NEO-MAPP on Asteroid Day LIVE 2020

NEO-MAPP on Asteroid Day LIVE 2020

NEO-MAPP on Asteroid Day LIVE 2020 450 261 NEO MAPP

As part of Asteroid Day LIVE 2020, members of the NEO-MAPP project took time out to talk about  developing instruments, technologies and data exploitation techniques for future spacecraft missions to asteroids. NEO-MAPP on Asteroid Day LIVE 2020 includes discussion of seismology stations to be dropped on asteroids, ground-based observing campaigns to support asteroid missions, and the best way to combine data sets to extract the maximum knowledge about asteroids.

The NEO-MAPP project is driven by the growing interest in near-earth objects (NEOs) with many scientific communities now intent on learning more about these smaller celestial objects. Interest ranges from the science that can be learnt from asteroids, to the resources they may one day provide, to the need for planetary defence.

Despite this wide variety of reasons, all communities share common needs. For example, they all need spacecraft to work in close proximity to NEOs and this means that they will all need similar levels of scientific and technical knowledge to succeed. Teams will also need the ability to model the properties of NEOs to fully plan their mission operations.

The Near Earth Object Modelling and Payloads for Protection (NEO-MAPP) project is addressing these commonalities. It is funded by the European Union’s Horizon 2020 research and innovation programme.

NEO-MAPP is currently focusing its efforts on developing instruments, technologies, computer modelling and data exploitation models to support the European Space Agency’s Hera mission.

Hera will be humanity’s first visit to a double asteroid, the Didymos binary system. First, NASA will crash its DART spacecraft into the smaller asteroid – known as Didymoon – before Hera arrives to map the resulting impact crater and measure the asteroid’s mass.

It is NEO-MAPP’s job to ensure that the instruments, systems and techniques developed for Hera can then be widely used on successive asteroid missions. One innovation in particular are the asteroid seismometers that are being developed at ISAE-SUPAERO, Toulouse, France, as part of the project. They will be used in future to understand what causes the landslides and the crater erosion that has been observed on a number of craters. 

The project is also studying the way ground-based observatories can support spacecraft missions to asteroids, and how to most effectively combine different datasets to extract the most knowledge from our asteroid investigations.

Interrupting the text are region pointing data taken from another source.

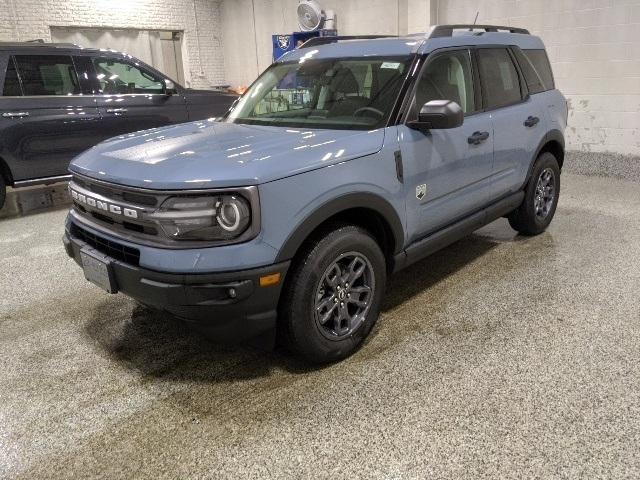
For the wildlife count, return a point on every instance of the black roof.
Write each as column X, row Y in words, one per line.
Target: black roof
column 38, row 45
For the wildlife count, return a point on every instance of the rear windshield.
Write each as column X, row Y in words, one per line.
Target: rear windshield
column 536, row 70
column 340, row 93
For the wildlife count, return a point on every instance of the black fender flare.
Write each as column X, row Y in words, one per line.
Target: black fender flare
column 322, row 213
column 552, row 135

To discuss the NEO-MAPP project, Dr Stuart Clark, Asteroid Day’s Editorial Director, is joined by

  • NEO-MAPP’s Principal Investigator, Dr Patrick Michel, who is Director of Research at CNRS, Côte d’Azur Observatory, France
  • Dr Naomi Murdoch, a planetary scientist at ISAE-SUPAERO, Toulouse, France
  • Dr Jean-Baptiste Vincent, a planetary scientist at the German Space Agency DLR’s Institute of Planetary Research, Berlin
  • Dr Julia de Leon, a planetary Scientist at the Instituto de Astrofísica de Canarias, La Palma, Spain.